Nous prendrons un ou deux exemples dans les discussions de la tribune, de la presse. On parle beaucoup depuis quelque temps du gouvernement personnel, et ce n’est pas seulement la montagne qui en parle. Ces propos ont aussi accès dans le parti modéré, et nous n’en sommes pas étonnés. Le 31 octobre est une tentative de gouvernement personnel. Cela pourra devenir une faute, nous attendons les résultats définitifs ; mais, assurément, cela n’est pas une illégalité. La constitution de 1848 veut le gouvernement personnel ; elle l’impose, et ce n’est que par une dérogation tacite à cette constitution qu’on peut s’écarter du gouvernement personnel. Ce point de droit ne peut pas être contesté. Arrivons maintenant au fait, et voyons comment le parti modéré et la montagne entendent fort différemment la résistance au gouvernement personnel, comment surtout la montagne pratiquerait cette résistance, aussitôt que le parti modéré semblerait vouloir s’y associer.

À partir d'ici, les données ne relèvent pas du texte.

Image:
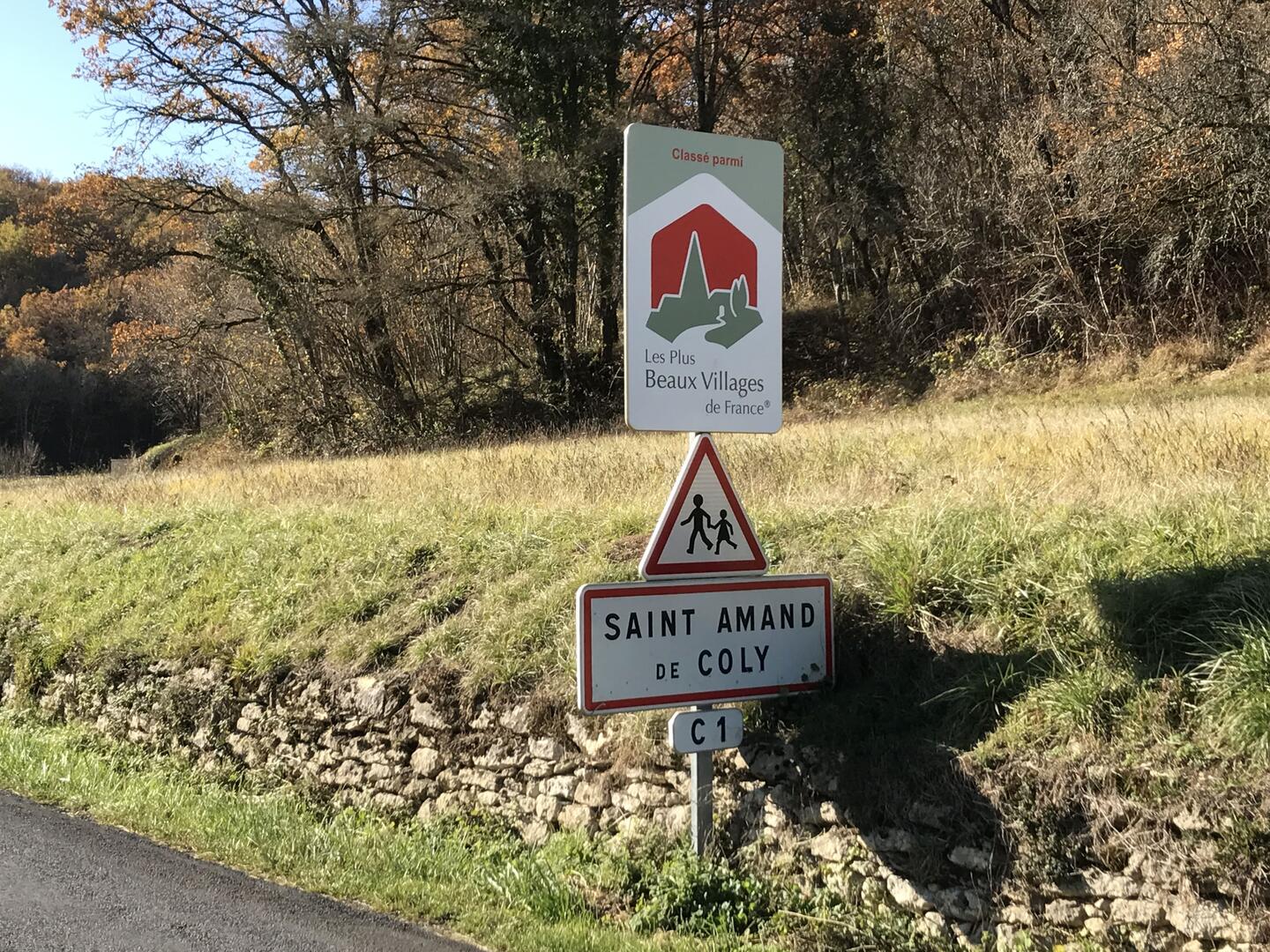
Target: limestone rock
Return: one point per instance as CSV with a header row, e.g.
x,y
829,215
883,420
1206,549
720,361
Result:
x,y
1206,920
1015,915
536,833
548,807
424,715
591,793
906,895
1065,913
577,816
546,749
426,762
560,786
390,802
249,718
349,773
832,845
1137,911
517,720
970,859
476,777
374,698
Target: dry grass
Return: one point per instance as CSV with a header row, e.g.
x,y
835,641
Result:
x,y
982,525
1136,450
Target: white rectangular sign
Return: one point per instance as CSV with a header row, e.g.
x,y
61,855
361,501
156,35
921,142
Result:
x,y
703,280
667,643
691,732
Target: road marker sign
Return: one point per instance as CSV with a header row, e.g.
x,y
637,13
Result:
x,y
703,277
704,530
692,732
669,643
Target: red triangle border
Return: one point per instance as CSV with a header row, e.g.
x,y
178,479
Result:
x,y
654,568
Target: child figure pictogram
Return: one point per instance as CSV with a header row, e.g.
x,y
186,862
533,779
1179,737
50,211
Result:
x,y
700,521
724,528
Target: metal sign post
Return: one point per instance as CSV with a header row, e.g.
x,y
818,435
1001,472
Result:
x,y
703,796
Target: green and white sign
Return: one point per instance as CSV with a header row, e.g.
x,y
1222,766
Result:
x,y
703,280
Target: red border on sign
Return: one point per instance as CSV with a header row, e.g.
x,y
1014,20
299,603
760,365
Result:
x,y
638,591
704,450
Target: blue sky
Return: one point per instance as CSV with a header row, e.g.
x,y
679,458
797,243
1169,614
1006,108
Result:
x,y
52,122
49,122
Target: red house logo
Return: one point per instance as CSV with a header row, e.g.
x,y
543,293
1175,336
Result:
x,y
704,274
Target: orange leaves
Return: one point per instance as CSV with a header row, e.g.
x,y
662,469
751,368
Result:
x,y
17,339
136,339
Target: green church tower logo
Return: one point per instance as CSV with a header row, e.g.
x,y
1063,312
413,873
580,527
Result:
x,y
712,287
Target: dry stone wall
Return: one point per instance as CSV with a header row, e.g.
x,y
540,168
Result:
x,y
392,747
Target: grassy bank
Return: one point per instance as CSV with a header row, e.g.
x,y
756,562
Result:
x,y
467,874
1061,597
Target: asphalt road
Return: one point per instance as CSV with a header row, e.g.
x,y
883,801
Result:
x,y
69,885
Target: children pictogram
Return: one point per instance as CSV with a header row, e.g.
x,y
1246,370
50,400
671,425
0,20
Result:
x,y
723,532
690,539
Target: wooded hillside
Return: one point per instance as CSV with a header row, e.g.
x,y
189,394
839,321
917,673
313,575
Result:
x,y
427,242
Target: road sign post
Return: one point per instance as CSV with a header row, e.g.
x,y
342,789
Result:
x,y
703,302
701,777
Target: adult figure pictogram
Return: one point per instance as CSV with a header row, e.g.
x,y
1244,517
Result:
x,y
700,521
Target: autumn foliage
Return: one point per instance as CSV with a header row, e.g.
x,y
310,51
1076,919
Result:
x,y
399,222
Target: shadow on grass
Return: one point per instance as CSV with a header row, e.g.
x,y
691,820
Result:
x,y
1177,620
892,734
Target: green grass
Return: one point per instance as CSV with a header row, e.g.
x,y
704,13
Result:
x,y
465,873
1024,584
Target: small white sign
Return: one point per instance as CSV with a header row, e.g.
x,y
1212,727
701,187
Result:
x,y
704,530
691,732
669,643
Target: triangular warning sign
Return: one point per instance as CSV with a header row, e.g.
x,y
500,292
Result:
x,y
703,530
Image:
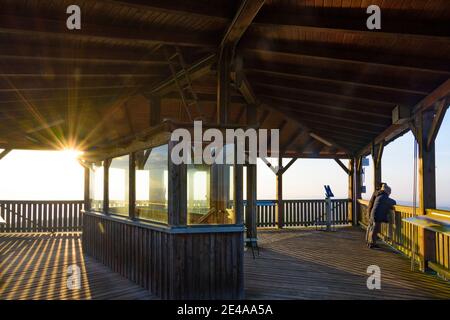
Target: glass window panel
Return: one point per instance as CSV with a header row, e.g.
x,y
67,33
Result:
x,y
152,184
119,185
210,194
96,188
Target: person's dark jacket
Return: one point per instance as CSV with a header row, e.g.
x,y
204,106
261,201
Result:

Nous ne cachons pas que, même sous la monarchie de juillet, nous avions une sorte de penchant instinctif pour le gouvernement personnel, et voici pourquoi : d’abord, nous n’en craignions pas les abus, étant rassurés sur ce point par les formes du gouvernement parlementaire, qui donnaient en tout le dernier mot à la chambre des députés en premier lieu, aux électeurs ensuite. Nous étions rassurés aussi par le talent des hommes qui entraient ordinairement dans les conseils de la couronne. Nous les croyions trop grands pour se faire de gaieté de cœur de simples courtisans. Nous avions encore une autre raison qui nous faisait pencher vers un peu de gouvernement personnel : c’est que nous avions remarqué que, dans les révolutions de la France, le roi était toujours responsable de fait, quoiqu’il ne le fût pas de droit. Les fictions constitutionnelles n’avaient pas protégé Charles X. ; elles n’ont pas davantage protégé le roi Louis-Philippe. Puisque la fiction de l’irresponsabilité n’était point une protection, devait-elle être une entrave ? Et fallait-il que ce fût celui qui était le plus intéressé à la bonne conduite du gouvernement, celui qui y mettait le plus gros enjeu, celui qui y risquait sa destinée et celle de toute sa famille, fallait-il que ce fût celui-là même qui fût étranger au gouvernement ? Non ; la responsabilité effective du roi, trop vérifiée par l’expérience des révolutions, faisait que le roi devait avoir aussi une part dans le gouvernement. Ce que la nécessité imposait au roi, quoique la constitution le lui refusât, aujourd’hui la constitution et la nécessité l’imposent aussi au président. Il doit avoir part au gouvernement ; il doit gouverner. Que parle-t-on donc au gouvernement personnel comme d’un grief ? Le gouvernement personnel est en France un fait permanent ; c’est de plus aujourd’hui un fait légal.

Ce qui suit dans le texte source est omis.